‘’Anadolu yakasına ikinci metro geliyor… İstanbul Büyükşehir Belediyesi ‘’ bu tam sayfa ilan 5 Haziran tarihinde gazetelerin en pahalı sayfasında çıktı. Ancak 6 gazeteye ambargo uygulandı ve bu ilan verilmedi. Bu gazeteler , tiraj sırasıyla , Sözcü , Yeniçağ , Aydınlık, Ortadoğu , Birgün ve Yurt gazeteleridir.
Gazetelere ilan verirken özel sektörde ayırım yapar. Ancak bu ayırımda belirli kriterler olur… Söz gelimi , Tirajı 100.000 den yüksek gazetelere veriyorum der. Veya tiraja bakmaz ve fakat belirli bir hedef kitleye hitap eden gazetelere reklam verir.
Büyük şehir belediyesi ise yalnızca muhalif gazetelere ambargo uygulamış. Söz gelimi , Sözcünün tirajı 250 bin olduğu halde sözcüye reklam verilmemiş. Buna karşılık daha düşük tirajlı olan , Habertürk (220.bin), Star (151 bin ) , Milliyet (130 bin ) gazetelerine verilmiş.
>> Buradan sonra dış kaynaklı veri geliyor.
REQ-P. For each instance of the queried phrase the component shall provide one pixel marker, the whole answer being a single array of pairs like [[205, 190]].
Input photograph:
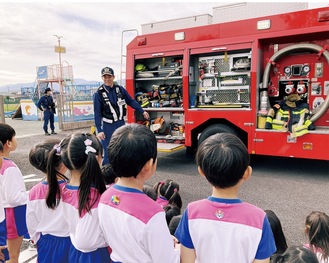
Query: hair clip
[[88, 142], [57, 147], [90, 149]]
Kamunun reklam yapması doğrumu , değilmi ? daha sonra tartışalım… Verebildiğini varsaysak bile , Büyükşehir belediyesi kendisine halkın emanet ettiği Büyükşehirin kaynaklarını , basiretli bir tüccar gibi ve objektif kriterlere göre kullanması gerekir. Oysaki, bu örnekte daha büyük tirajlı gazeteler devre dışı bırakılmış ve daha az sayıda vatandaşa ulaşılmıştır. Yani devletin parası etkin kullanılmamıştır.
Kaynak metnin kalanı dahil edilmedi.